О да, многие слушатели чистосердечно радовались звучанию со сцены табуированной лексики, которая и позже появлялась в текстах Псоя и других авторов: включение ранее запретного лексического пласта в литературу тогда воспринималось как знак или жест нарушения запретов, как свидетельство внутренней свободы. На концертах царило веселье с макабрическим оттенком — вот мы живы, вот мы умерли, тра-ля-ля, смешно и ничуточки не страшно. Но находились и такие, кто ощущал в песнях некоторый провал, нарушение привычной картины, в которой высокая литература — это одна координата, а обсценная лексика и телесный низ — другая, и неважно, фу-фу-фу на них или ахахахаха. В любом случае другая.
Оказалось, что они могут выступать как единый эстетический комплекс.
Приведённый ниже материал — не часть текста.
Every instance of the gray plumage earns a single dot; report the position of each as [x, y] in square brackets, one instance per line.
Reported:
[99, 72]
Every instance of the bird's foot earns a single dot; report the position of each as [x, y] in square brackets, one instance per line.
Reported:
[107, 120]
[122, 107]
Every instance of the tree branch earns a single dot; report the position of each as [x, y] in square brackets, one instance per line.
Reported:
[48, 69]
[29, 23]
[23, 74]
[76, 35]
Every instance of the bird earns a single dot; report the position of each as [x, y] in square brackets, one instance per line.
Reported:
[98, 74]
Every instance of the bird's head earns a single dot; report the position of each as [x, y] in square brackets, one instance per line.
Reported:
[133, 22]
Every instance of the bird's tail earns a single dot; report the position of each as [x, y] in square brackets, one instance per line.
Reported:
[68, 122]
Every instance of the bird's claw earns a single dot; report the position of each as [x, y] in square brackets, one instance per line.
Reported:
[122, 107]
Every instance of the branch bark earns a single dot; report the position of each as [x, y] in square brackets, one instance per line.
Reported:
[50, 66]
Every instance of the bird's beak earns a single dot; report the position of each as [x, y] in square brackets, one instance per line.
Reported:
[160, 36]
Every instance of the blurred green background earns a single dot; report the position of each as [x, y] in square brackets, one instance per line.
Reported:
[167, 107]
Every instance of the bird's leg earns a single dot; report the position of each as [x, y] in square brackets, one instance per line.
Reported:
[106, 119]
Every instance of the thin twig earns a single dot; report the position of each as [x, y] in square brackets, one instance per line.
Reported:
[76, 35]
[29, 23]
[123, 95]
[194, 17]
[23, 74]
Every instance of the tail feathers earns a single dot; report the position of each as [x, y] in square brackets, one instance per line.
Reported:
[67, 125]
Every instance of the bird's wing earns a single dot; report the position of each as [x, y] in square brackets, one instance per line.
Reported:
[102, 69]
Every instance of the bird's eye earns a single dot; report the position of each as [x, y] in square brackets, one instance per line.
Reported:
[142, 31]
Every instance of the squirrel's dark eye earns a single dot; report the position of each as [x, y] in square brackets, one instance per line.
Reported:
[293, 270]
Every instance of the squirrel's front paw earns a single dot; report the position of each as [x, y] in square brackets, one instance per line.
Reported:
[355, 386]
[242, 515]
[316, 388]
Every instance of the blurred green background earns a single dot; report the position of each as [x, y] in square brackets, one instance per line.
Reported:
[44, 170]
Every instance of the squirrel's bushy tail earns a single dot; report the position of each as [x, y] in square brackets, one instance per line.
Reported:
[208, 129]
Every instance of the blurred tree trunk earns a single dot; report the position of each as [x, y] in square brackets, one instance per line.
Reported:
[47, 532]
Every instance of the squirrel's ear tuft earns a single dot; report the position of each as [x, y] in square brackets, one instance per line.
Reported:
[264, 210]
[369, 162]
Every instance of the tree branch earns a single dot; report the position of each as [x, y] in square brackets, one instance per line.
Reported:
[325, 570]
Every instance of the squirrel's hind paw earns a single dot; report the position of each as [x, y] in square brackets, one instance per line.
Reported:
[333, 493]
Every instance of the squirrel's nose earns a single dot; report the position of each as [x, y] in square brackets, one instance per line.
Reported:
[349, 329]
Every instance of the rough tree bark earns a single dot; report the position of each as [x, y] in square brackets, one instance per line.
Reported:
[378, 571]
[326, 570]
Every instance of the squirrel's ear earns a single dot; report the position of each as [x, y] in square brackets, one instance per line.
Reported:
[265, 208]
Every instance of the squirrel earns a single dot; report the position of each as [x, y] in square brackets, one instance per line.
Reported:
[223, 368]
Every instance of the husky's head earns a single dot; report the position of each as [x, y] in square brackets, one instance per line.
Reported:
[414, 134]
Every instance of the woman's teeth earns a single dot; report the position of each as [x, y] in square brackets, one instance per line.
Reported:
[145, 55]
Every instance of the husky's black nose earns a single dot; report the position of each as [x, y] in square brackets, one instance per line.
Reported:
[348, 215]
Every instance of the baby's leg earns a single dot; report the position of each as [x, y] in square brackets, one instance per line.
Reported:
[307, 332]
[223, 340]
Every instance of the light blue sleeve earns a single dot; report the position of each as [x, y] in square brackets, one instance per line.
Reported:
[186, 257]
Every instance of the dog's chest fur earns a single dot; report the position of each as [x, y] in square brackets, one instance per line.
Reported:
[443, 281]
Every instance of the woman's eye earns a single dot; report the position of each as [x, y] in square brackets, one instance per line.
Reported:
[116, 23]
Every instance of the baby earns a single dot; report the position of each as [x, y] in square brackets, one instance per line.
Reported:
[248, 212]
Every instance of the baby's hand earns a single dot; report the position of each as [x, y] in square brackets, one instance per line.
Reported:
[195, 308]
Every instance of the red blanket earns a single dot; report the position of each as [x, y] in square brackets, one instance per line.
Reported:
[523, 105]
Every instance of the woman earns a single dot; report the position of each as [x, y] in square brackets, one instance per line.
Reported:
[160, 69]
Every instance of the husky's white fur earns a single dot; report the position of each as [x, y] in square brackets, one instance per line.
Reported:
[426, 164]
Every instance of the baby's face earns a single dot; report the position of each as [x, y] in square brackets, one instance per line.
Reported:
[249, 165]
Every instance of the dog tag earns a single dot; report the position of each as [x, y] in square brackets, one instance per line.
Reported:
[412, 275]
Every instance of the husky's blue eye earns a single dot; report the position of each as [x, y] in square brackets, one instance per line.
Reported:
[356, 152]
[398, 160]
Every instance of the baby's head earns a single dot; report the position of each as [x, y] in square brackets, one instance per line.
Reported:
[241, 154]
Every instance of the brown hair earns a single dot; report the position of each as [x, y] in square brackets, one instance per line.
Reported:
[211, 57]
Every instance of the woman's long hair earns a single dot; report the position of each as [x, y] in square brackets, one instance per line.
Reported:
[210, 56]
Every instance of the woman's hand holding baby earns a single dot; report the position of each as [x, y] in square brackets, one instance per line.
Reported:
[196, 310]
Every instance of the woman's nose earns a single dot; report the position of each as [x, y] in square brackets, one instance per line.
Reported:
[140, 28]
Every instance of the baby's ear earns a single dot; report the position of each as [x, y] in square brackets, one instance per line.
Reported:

Сейчас, когда Псоя Короленко упрекают: мол, отказался от мата в целях продвижения или чего-там-еще, а он в простоте душевной отвечает, что надо и мату дать отдохнуть, — мало кому приходит в голову, что цитат из Пушкина, Гоголя и иже с ними в песнях последнего времени тоже значительно меньше. Им тоже надо отдохнуть. Но почему автора никто не упрекает в этом?..
…И были научные занятия, статьи, диссертация по творчеству В.Г. Короленко, и преподавание литературы, и длительная стажировка в Канзасе.
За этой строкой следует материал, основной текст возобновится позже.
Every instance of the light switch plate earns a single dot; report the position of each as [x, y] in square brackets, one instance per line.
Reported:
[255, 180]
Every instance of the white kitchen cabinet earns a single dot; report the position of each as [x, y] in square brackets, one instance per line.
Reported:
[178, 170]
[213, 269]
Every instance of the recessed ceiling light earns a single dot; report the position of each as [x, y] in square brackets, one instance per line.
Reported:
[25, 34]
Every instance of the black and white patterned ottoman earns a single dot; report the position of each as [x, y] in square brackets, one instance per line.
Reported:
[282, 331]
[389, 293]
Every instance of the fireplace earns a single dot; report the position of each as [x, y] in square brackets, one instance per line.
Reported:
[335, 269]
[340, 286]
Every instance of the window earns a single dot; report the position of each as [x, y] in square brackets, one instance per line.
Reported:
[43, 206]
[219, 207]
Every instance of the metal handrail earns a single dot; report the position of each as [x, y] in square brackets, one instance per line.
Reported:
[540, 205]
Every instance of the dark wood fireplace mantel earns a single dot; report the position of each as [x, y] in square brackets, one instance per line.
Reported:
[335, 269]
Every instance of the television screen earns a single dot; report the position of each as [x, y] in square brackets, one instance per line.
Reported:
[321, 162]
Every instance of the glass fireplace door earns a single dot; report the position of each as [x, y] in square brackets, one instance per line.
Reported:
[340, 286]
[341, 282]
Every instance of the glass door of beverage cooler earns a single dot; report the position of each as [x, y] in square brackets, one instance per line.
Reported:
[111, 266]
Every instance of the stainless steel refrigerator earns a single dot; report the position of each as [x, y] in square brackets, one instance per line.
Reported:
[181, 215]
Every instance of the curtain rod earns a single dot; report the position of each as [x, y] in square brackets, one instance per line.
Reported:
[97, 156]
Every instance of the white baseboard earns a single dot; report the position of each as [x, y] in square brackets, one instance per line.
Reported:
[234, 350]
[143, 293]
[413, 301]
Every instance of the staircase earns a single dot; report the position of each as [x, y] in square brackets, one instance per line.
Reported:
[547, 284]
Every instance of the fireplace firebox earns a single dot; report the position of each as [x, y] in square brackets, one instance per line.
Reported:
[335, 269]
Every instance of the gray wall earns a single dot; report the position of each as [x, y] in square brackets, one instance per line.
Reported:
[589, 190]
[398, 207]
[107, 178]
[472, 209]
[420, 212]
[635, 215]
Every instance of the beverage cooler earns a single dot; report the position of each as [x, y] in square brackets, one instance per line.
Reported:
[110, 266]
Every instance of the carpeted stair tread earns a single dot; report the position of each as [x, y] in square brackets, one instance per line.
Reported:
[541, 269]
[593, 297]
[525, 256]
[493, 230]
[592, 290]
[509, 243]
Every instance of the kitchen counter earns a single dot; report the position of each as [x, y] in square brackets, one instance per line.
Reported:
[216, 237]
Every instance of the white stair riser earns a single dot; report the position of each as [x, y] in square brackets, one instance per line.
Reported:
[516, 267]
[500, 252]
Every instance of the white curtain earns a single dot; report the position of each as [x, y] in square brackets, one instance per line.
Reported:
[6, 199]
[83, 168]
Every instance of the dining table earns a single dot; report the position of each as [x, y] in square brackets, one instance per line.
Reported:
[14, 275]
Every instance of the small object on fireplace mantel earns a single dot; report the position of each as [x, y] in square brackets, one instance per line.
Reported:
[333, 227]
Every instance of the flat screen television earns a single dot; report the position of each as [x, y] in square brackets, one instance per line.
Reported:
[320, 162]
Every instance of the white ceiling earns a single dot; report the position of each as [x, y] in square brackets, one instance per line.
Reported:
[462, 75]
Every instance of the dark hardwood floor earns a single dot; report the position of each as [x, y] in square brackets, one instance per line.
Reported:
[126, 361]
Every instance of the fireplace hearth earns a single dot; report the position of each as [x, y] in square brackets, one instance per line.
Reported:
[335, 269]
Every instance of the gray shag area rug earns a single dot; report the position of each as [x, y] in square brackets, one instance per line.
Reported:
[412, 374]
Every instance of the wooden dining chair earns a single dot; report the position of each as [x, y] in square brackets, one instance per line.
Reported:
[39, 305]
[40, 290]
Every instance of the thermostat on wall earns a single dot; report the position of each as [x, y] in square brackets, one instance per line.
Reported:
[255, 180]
Мало кто сейчас помнит, что самой первой песней стала «Верую в Бога».
свято и истинно верую в Бога
крестик на шее ношу
ночью и днем я молюсь Ему много
вечером в церковь спешу
всюду встречаю одних атеистов
мне их так искренно жаль
если я вижу их близко
в сердце приходит печаль
Совсем простой текст. Наипростейший. Как будто от лица какого-то юродивого: лирическое «я» настолько не совпадает с нашими представлениями об авторе, что может быть только насмешкой над подобным социальным типом.
Ну кто всерьез, в самом деле, скажет: «Верую в Бога // Верую в Бога // Вера моя и чиста и светла // с Богом светлее дорога // с Богом не чувствуешь зла»…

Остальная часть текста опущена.